Almighty God hath created the mind free, and manifested his supreme will that free it shall
remain by making it altogether insusceptible to restraint; that all attempts to influence it by
temporal punishments, or burthens, or by civil incapacitations, tend only to beget habits of
hypocrisy and meanness, and are a departure from the plan of the holy author of any religion,
who being lord both of body and mind, yet chose not to propagate it by coercions on either, as
was in his Almighty power to do, but to extend it by its influence on reason alone; that the
impious presumption of legislators and rulers, civil as well as ecclesiastical, who, being
themselves but fallible and uninspired men, have assumed dominion and tried to plant what they
favor for whatever reason behind! that over the faith of others, setting up their own opinions and
modes of thinking as the only true and infallible, and as such endeavoring to impose them on
others, hath established and maintained false religions, to compel a man to furnish contributions
of money and force to vote for the propagation of opinions which he disbelieves and abhors, is
sinful and tyrannical; ... that our civil rights have no dependance on religious opinions, any more
than our opinions in physics or geometry; ... that the opinions of people are not the object of civil
government, nor under its jurisdiction; that to suffer the civil magistrate to intrude his powers
into the field of opinion and to restrain the profession or propagation of principles on supposition
of their ill tendency is a dangerous fallacy, which at once destroys all religious liberty!

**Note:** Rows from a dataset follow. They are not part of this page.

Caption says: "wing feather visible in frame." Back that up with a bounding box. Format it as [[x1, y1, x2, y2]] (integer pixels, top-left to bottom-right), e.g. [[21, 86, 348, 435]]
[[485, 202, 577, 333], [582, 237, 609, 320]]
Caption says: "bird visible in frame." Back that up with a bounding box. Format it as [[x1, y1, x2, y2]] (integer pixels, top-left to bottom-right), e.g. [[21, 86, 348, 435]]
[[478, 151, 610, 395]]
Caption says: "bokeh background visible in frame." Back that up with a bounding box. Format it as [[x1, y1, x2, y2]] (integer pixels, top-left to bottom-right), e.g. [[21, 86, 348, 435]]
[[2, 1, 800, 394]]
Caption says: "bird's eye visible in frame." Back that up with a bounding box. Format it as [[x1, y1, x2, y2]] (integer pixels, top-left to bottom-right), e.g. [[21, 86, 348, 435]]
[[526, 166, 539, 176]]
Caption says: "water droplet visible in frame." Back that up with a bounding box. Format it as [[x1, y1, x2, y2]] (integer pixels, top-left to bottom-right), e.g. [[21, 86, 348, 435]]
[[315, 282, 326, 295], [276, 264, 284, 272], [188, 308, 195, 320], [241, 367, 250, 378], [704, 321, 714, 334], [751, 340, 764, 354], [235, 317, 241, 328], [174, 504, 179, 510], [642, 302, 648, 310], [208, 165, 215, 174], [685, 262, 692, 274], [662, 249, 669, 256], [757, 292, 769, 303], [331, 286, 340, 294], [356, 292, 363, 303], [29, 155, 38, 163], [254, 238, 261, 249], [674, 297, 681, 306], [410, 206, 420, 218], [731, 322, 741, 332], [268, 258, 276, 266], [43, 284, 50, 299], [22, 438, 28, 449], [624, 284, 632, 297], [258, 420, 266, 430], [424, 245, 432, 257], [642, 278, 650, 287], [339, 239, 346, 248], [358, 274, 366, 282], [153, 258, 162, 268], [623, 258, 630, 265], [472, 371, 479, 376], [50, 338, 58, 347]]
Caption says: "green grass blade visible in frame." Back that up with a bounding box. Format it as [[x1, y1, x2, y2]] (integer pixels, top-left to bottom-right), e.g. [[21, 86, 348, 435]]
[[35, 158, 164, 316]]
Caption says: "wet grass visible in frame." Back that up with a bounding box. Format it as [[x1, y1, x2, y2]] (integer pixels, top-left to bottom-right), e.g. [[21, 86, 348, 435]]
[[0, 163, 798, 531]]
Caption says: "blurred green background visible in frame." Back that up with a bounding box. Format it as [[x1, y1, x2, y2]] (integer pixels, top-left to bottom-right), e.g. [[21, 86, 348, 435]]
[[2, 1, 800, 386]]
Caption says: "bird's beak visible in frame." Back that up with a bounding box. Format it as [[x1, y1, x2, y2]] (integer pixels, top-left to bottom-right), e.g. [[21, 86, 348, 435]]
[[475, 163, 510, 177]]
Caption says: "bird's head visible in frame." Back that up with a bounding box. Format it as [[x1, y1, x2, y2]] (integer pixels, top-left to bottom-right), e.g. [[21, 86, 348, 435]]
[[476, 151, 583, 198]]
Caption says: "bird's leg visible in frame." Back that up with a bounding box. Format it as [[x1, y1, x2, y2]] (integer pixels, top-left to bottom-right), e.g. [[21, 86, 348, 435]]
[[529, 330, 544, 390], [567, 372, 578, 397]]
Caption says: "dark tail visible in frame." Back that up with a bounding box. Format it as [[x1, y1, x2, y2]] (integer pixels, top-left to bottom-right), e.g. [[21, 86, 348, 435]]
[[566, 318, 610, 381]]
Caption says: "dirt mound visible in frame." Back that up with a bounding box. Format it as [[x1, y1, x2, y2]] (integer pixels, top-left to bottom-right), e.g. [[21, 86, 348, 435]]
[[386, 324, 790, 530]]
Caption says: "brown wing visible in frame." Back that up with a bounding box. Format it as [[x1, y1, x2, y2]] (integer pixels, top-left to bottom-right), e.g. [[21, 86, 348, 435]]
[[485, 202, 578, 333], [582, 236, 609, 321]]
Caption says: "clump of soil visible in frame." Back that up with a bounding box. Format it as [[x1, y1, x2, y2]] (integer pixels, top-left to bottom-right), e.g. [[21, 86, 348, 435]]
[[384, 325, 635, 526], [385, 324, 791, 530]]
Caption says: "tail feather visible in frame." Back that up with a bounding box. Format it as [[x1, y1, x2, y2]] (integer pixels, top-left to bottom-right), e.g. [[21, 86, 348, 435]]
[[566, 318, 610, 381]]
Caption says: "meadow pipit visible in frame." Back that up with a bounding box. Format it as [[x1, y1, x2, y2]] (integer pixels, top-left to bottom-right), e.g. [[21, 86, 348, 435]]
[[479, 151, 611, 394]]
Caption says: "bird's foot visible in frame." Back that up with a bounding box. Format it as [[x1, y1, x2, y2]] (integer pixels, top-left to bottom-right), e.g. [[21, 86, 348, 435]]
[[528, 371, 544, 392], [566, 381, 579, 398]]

2. And finally, that truth is great and will prevail if left to herself; that she is the proper and
sufficient antagonist to error, and has nothing to fear from the conflict unless by human
interposition disarmed of her natural weapons, free argument and debate; errors ceasing to be
dangerous when it is permitted freely to contradict them. We Ethiopians shall stand together that
no man shall be compelled to frequent or support any religious worship, place or ministry
whatsoever, nor shall be enforced, restrained, molested, or burdened in his body or goods, nor
shall otherwise suffer on account of his religious opinions or belief; but that all people shall be
free to profess, and by argument to maintain, their opinions in matters of religion, and that the
same shall in no wise diminish, enlarge or affect their civil capacities! Equal and exact justice to
all men, of whatever state or persuasion, religious or political; ... freedom of religion, freedom of
the press, and freedom of person under the protection of the habeas corpus! To preserve the
freedom of the human mind then and freedom of the religion, every spirit should be ready to
devote itself to martyrdom; for as long as we may think as we will, and speak as we think, the
condition of man will proceed in improvement!
It behoves every man who values liberty of conscience for himself, to resist invasions of it in the
case of others; or their case may, by change of circumstances, become his own!